Okul öncesi çocuklar arasında reçete kullanımı çok düşük kalmış ve gerçekte 2002 ile 2008 arasında azalmıştır, bu da çok küçük çocuklar arasında uyarıcı kullanımının hoşnutsuzluğa devam ettiğini göstermektedir.

Erkek çocuklara, kızlara göre üç kat daha fazla uyarıcı reçete edilmeye devam edildi ve beyaz çocuklar arasında kullanım siyah veya İspanyol çocuklardan daha yüksek olmaya devam etti (2008'de beyazlar arasında yüzde 4,4, siyahlarda yüzde 2,9 ve İspanyollarda yüzde 2,1 ).

Yeni bir bulgu, ırksal ve etnik azınlıklar arasında reçete edilen uyarıcı kullanımının artmasıdır, bu da muhtemelen DEHB'nin daha fazla tanınmasını ve bu gruplar arasında psikofarmakolojik tedavinin kabul edildiğini düşündürmektedir. Ayrıca araştırmacılar, Batı eyaletlerinde kullanım oranlarının ülkenin diğer bölgelerine kıyasla önemli ölçüde daha düşük olduğunu keşfettiler - son yıllarda herhangi bir artış görülmedi, bu da diğer çalışmalarla tutarlı bir bulgu.

Karşılaştırıldığında, Kuzeydoğu'da oranlar 2002'de yüzde 2,7'den 2008'de yüzde 4,6'ya yükseldi.

Zuvekas, “Yaş, ırk ve etnik geçmişe ve coğrafi konuma bağlı olarak reçete edilen uyarıcı kullanımındaki bu kalıcı farklılıklar, Amerika Birleşik Devletleri'nde ailelerin ve doktorların DEHB tedavisine yaklaşımlarında önemli değişkenliği gösteriyor” dedi.
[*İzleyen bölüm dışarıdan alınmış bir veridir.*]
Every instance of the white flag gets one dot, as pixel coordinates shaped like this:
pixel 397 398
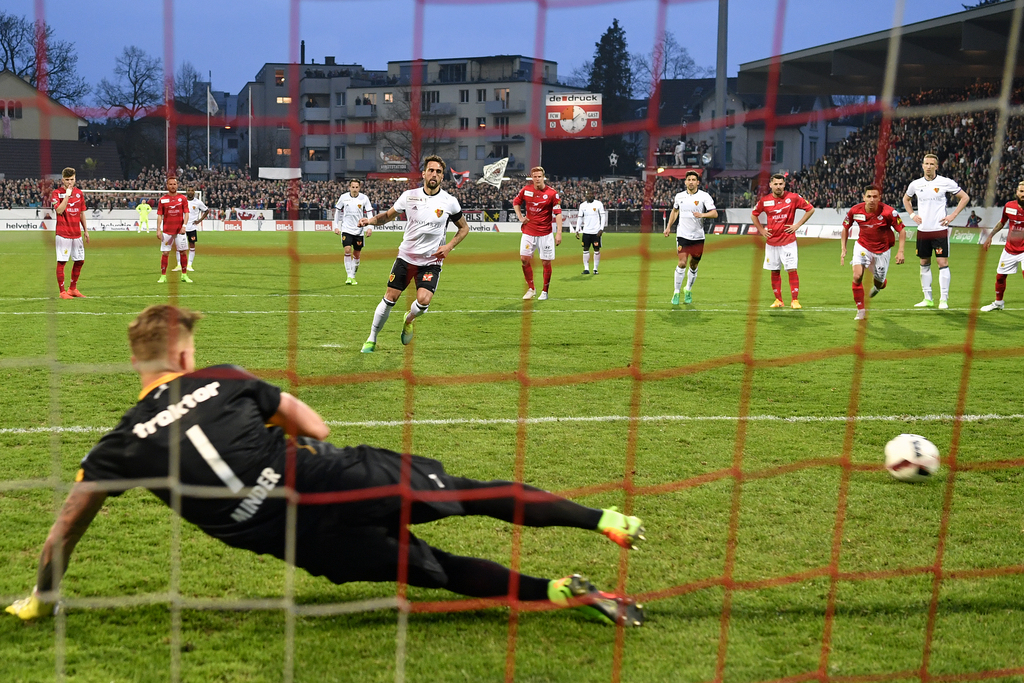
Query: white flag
pixel 493 173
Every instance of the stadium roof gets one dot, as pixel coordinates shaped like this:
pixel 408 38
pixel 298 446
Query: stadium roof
pixel 948 51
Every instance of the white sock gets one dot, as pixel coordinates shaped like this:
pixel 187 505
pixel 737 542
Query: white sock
pixel 380 317
pixel 415 311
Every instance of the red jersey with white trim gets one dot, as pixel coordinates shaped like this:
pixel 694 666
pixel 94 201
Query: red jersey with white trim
pixel 174 209
pixel 542 207
pixel 1013 220
pixel 69 222
pixel 876 228
pixel 781 212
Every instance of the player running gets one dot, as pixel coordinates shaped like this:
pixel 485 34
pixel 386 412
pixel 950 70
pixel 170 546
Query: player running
pixel 1013 252
pixel 543 206
pixel 593 219
pixel 690 206
pixel 230 432
pixel 933 233
pixel 877 223
pixel 172 214
pixel 428 209
pixel 352 206
pixel 780 249
pixel 69 204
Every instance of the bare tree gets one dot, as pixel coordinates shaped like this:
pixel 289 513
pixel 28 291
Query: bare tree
pixel 671 59
pixel 23 42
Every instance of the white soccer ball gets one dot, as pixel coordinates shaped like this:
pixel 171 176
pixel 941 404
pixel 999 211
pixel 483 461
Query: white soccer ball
pixel 911 458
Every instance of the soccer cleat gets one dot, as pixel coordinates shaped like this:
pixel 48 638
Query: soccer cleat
pixel 623 529
pixel 577 591
pixel 995 305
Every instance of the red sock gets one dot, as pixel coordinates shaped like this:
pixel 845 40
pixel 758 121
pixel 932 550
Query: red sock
pixel 776 284
pixel 858 295
pixel 527 271
pixel 76 270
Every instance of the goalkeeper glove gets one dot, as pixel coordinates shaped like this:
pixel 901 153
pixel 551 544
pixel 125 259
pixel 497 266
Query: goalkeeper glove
pixel 29 608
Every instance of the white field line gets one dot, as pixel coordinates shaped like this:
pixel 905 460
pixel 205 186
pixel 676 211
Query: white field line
pixel 601 418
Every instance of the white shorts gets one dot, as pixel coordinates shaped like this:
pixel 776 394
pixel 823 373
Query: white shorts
pixel 180 242
pixel 1009 263
pixel 545 245
pixel 68 248
pixel 784 256
pixel 863 256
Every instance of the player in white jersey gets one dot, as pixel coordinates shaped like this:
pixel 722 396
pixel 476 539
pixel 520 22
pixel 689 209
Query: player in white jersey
pixel 591 220
pixel 428 211
pixel 933 222
pixel 351 207
pixel 690 206
pixel 197 214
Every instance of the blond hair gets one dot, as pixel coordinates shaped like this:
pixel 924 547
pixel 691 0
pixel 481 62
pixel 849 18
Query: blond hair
pixel 156 329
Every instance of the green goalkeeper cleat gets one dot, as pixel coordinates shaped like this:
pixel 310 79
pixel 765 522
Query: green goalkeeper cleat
pixel 622 529
pixel 578 592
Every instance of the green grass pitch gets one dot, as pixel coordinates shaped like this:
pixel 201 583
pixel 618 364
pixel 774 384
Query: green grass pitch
pixel 581 340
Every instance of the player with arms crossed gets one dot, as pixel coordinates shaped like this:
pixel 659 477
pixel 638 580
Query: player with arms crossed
pixel 69 204
pixel 172 214
pixel 351 207
pixel 877 223
pixel 543 206
pixel 933 230
pixel 1013 252
pixel 780 249
pixel 231 433
pixel 593 219
pixel 428 210
pixel 690 206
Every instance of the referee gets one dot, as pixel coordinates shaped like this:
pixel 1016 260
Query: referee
pixel 232 428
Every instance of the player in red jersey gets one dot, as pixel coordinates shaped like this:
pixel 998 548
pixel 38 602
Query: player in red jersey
pixel 877 223
pixel 69 203
pixel 780 251
pixel 1013 252
pixel 543 206
pixel 172 214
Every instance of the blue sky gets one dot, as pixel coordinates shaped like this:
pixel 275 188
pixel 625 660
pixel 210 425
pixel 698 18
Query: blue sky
pixel 235 39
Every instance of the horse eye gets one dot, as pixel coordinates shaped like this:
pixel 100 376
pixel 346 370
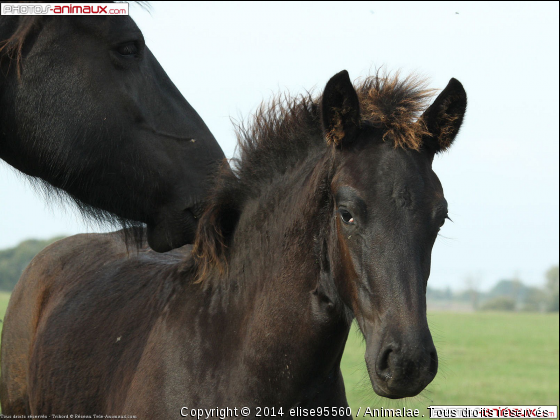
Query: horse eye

Sonuç olarak, reçeteli kullanım oranları ile tahmini DEHB tanısı yaygınlığı karşılaştırılırken, DEHB olan pek çok çocuğun uyarıcılarla tedavi edilmediği görülüyor, yazarlar sonucuna varmıştır.

“En şiddetli semptomları olan çocukların uyarıcı madde alma olasılığı daha yüksektir. Daha hafif semptomları olanlar daha çok psikososyal tedaviler veya diğer uyarıcı olmayan ilaçlarla tedavi ediliyor ”dediler.